He heard a familiar voice as he dropped. “Eric,” the voice said. “Eric, you did come back.” The voice was his brother’s, and he whirled, seeking the voice. A figure stood before him, a twisted caricature of his brother. The figure cried, “The hat! You fool, get rid of that hat!” The caricature that was his brother seized the hat, and jerked so hard that the chin strap broke under Eric’s chin. The hat was flung away and sailed high and far over the fence and outside the city.

The phantasm flickered, the illusion moved. Garve was now more handsome than ever, and the city was a dream of delight. Garve said, “Come,” and Eric followed down a street of blue fur. He had no will to resist.

Garve said, “Keep your head down and your face hidden. If we meet someone you may not be recognized. They won’t be expecting you from this side of the city.”

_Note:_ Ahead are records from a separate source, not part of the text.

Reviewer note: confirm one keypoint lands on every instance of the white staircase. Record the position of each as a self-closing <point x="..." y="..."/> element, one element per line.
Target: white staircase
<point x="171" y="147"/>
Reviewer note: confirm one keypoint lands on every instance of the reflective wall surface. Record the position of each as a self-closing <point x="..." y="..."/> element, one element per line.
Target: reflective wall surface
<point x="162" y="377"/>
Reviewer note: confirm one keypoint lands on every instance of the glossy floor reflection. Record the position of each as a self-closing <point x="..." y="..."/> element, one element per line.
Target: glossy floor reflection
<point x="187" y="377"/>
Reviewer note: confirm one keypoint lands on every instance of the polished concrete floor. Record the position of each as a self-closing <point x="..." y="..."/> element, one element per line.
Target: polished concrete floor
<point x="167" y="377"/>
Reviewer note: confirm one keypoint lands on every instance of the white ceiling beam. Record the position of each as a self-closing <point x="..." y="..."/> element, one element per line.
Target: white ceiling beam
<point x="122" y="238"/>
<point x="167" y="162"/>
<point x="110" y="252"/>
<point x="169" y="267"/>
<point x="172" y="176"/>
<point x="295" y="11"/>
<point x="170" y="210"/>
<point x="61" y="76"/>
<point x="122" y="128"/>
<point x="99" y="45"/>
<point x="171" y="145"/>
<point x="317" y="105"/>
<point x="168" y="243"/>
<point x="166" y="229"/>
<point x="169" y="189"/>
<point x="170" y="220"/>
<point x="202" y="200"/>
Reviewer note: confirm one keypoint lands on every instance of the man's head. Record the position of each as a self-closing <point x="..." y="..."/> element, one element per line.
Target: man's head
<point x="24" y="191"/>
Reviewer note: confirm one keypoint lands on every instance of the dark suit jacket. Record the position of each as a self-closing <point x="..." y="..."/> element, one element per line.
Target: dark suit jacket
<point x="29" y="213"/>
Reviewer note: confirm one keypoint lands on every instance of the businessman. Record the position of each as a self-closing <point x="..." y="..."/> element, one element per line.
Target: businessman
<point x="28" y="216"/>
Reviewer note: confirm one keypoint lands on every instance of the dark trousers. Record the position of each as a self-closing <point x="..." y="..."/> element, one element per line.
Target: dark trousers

Eric asked, “You knew I’d come after you?”

“Yes. The Legend said you’d be back.”

Eric stopped and whirled to face his brother. “The Legend? Eric the Bronze? What is this wild fantasy?”

“Not so loud!” Garve’s voice cautioned him. “Of course the crowd called you that because of the copper hat and your heavy tan. But the Elders believe so too. I don’t know what it is, Eric, reincarnation, prophesy, superstition, I only know that when I was with the Elders I believed them. You are a part of a Legend. You are Eric the Bronze.”

Eric looked down at his sun tanned hands and flexed them. He loosened the explosive pistol in its holster. At least he was going to be a well armed, well prepared Legend. And while one part of his mind marveled at the city and relaxed into a pleasure as deep as a dream, another struggled with the almost forgotten desire to rescue his brother and escape. He asked, “Who are the Elders?”

“We are going to them, to the center of the city.” Garve’s voice sharpened, “Keep your head down. I think the last two men we passed are looking after us. Don’t look back.”

After a moment Garve said, “I think they are following us. Get ready to run. If we are separated, keep going until you reach City Center. The Elders will be expecting you.” Garve glanced back, and his voice sharpened, “Now! Run!”

They ran. But as they ran figures began to converge upon them. Farther up the street others appeared, cutting off their flight.

Garve cried, “In here,” and pulled Eric into a crevice between two buildings. Eric drew his gun, and savagery began to dance in his eyes. The soft fur muffled sounds of pursuit closed in upon them.

Garve put one hand on Eric’s gun hand and said, “Wait here. And if you value my life, don’t use that gun.” Then he was gone, running deerlike down the street.

For an instant Eric thought the ruse had succeeded. He heard cries and two men passed him running in pursuit. But then the cry came back. “Let him go. Get the other one. The other one.”

Eric was seen an instant later, and the people of the city began to converge upon him. He could have destroyed them all with his charges in the gun, but his brother’s warning shrieked in his ears, “If you value my life don’t use the gun.”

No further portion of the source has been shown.